The reduction in IL-8 observed only with 50nM MTF suggests it cannot be generalized as a factor along with the rest of the immunomodulatory factors. Further discussion on why IL-8 may behave differently from other factors as observed in Fig 3 D, would be valuable. Additionally, please discuss and include citation to support the observed increase in the immunomodulatory factors under control condition after 72 hrs. as seen in Fig 3.

-Following Reviewer’s suggestion, the following has been added to the Discussion:

“The reduction of IL-8 levels upon treatment with 50 mM MTF may be of outmost clinical importance. Endothelial cells and GBM cells present in the perivascular niche secrete enhanced levels of IL-8 and  induce cancer stem-like cells to upregulate the IL-8 cognate receptors CXCR1 and CXCR2 [Guequen et al. 2019], which enhance cell migration [Infranger at al. 2013], as well as cell proliferation and invasion [Sharma et al. 2018]”.

“Vascular endothelial growth factor (VEGF) is the most abundant and important mediator of angiogenesis in GBM, and a target of therapeutic approaches [Weathers and de Groot 2015]”

“Several studies have found that MCP‑1 is associated with tumor development [Wang et al 2021] which explains is increase overtime along with VEGF”.

Please correct the typographical error "#" instead of "%" in Figure 1 where the y-axis should represent "% dead cells".

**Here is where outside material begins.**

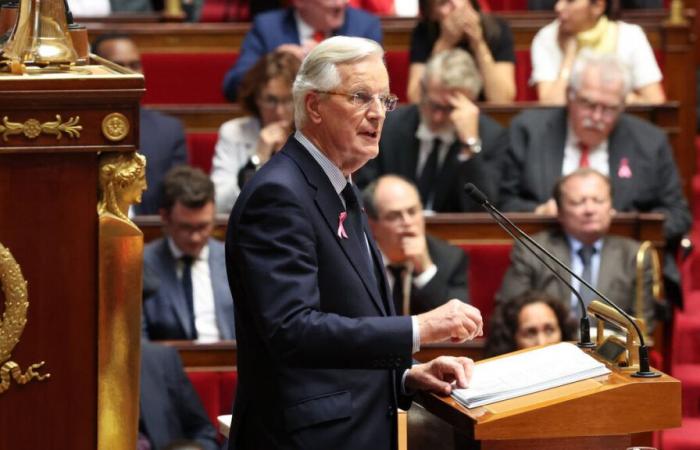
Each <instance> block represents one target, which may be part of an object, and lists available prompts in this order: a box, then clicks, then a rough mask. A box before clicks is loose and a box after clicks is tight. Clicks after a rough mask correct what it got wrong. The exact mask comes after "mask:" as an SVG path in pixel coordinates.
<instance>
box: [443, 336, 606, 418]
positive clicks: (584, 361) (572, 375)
mask: <svg viewBox="0 0 700 450" xmlns="http://www.w3.org/2000/svg"><path fill="white" fill-rule="evenodd" d="M607 373H610V370H609V369H608V368H607V367H606V366H605V364H603V363H601V362H598V361H597V360H596V359H594V358H593V357H591V356H589V355H587V354H586V353H584V352H583V351H582V350H581V349H580V348H578V347H576V346H575V345H574V344H571V343H568V342H561V343H559V344H554V345H550V346H548V347H543V348H539V349H537V350H532V351H529V352H524V353H518V354H516V355H512V356H506V357H504V358H499V359H496V360H493V361H488V362H485V363H481V364H477V365H476V366H475V367H474V373H473V375H472V380H471V382H470V383H469V387H468V388H466V389H455V390H454V391H453V392H452V397H454V398H455V400H457V401H458V402H459V403H461V404H462V405H464V406H466V407H467V408H474V407H476V406H481V405H487V404H489V403H494V402H499V401H501V400H507V399H509V398H514V397H520V396H521V395H526V394H531V393H533V392H538V391H543V390H545V389H550V388H553V387H557V386H562V385H564V384H569V383H573V382H576V381H580V380H585V379H586V378H593V377H597V376H600V375H605V374H607Z"/></svg>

-We have modified Figure 1 showing two graphs, one of Number of dead cells, and a new one with % of dead cells.

Round 2

Reviewer 2 Report

Comments and Suggestions for Authors

The authors’ meticulous revision has significantly improved the manuscript, in particular, the adequate changes made in the introduction, results, and discussion.

Minor remarks/suggestions:

a. Instead of providing the correct fluorescent images, the authors chose to completely remove them. Is it possible that the differences among the groups were visually indistinct especially considering the smaller number/percent of dead cells within individual samples in a given field of view?

b. I highly recommend matching the color pattern among Figures 1A, 1B, and 1C to improve coherency. Additionally, if the authors conducted statistical analysis using the percentage data, adding error bars to Figure 2B would be ideal.

Author Response


The authors’ meticulous revision has significantly improved the manuscript, in particular, the adequate changes made in the introduction, results, and discussion.

-Such improvement is all thanks to the Reviewer’s comments and suggestions.

Minor remarks/suggestions:

  1. Instead of providing the correct fluorescent images, the authors chose to completely remove them. Is it possible that the differences among the groups were visually indistinct especially considering the smaller number/percent of dead cells within individual samples in a given field of view?

-Through the count of dead (red) in background of live (green) cells we determine the viability. This was done using ImageJ, so there is no chance of visual inaccuracy.

We can put back the image panel as a supplementary figure if the Reviewer and/or Editor thinks it is beneficial.

  1. I highly recommend matching the color pattern among Figures 1A, 1B, and 1C to improve coherency. Additionally, if the authors conducted statistical analysis using the percentage data, adding error bars to Figure 2B would be ideal.

-This is an excellent suggestion. The graphs in Figure 1 now all have the same color pattern.